宇宙膨張加速のなぞを解く−暗黒エネルギーか、新たな理論か?

【2005年5月24日 Canadian Astronomical Society News Releases

宇宙膨張の加速を理解する新たな方法が、プリンストン大学のグループによって発表された。この方法によれば、膨張の加速を説明するために必要なのは未知の「暗黒エネルギー」の存在を想定することなのか、新しい重力理論なのかが明らかになるという。

宇宙膨張の加速のなぞは、宇宙物理においてはもちろん、物理学全般にとっての興味深い課題の一つとなっている。過去8年間のさまざまな観測でも、われわれの宇宙は加速の時期に入っていることを証明するデータが得られている。

宇宙膨張の加速を説明するために、宇宙論の研究者は「暗黒エネルギー」と名付けられた、宇宙全体のエネルギーの3分の2を占め、重力による引力よりも斥力を生じるようなエネルギーを仮定した。暗黒エネルギーの候補としては、アインシュタインが一般相対性理論で導入した宇宙項が挙げられる。当初宇宙の大きさが不変であると信じていた彼は、その状況が成立するように宇宙項を付け加えたのだが、宇宙が膨張していることが確かめられた後、撤回せざるを得なかった。しかし今、宇宙膨張の加速の発見により、別の形で宇宙項に関する議論は復活したのだ。

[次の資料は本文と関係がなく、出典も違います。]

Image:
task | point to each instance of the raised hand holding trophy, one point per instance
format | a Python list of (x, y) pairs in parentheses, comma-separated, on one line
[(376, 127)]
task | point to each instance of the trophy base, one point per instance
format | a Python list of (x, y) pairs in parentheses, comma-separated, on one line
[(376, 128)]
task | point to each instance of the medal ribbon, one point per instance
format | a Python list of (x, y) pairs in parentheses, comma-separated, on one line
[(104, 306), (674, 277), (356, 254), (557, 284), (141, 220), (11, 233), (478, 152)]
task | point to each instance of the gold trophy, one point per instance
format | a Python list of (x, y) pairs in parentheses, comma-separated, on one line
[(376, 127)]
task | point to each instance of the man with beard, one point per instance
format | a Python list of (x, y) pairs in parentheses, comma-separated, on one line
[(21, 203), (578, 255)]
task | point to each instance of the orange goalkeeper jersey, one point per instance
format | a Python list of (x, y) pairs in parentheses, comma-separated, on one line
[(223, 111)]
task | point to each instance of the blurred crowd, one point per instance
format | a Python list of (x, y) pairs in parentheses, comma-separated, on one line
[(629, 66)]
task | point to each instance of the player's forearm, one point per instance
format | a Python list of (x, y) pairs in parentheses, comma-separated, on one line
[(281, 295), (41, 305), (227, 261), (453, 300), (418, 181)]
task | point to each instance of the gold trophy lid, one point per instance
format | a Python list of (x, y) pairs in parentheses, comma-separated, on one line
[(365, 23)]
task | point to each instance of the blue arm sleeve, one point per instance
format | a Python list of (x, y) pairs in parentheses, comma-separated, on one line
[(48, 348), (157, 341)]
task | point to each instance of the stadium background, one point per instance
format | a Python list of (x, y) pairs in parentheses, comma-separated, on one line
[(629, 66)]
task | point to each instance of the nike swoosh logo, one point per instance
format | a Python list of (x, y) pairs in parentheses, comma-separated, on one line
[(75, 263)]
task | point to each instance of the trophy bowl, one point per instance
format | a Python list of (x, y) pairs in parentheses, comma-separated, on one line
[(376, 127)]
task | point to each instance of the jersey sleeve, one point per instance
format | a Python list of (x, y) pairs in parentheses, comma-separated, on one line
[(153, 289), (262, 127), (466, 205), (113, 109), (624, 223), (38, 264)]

これに対し、宇宙膨張のスケールにおいて一般相対性理論そのものが成り立たないのであり、新しい重力理論を考えなければいけない可能性もある。その候補として、超ひも理論や4次元以上の空間を扱う理論が存在する。

では、この全く異なる二つの可能性を観測などによって区別できるのだろうか。研究結果を発表したチームは、可能だとしている。加速が暗黒エネルギーによるものであれば、宇宙の膨張と銀河団の成長のペースが同じであり、ずれがあれば、このスケールにおけるアインシュタインの理論の敗北が示されることになるという。

将来的には実験や観測により決着がつくことが示された。そのときわれわれの宇宙に対する理解は大きく深まるだろう。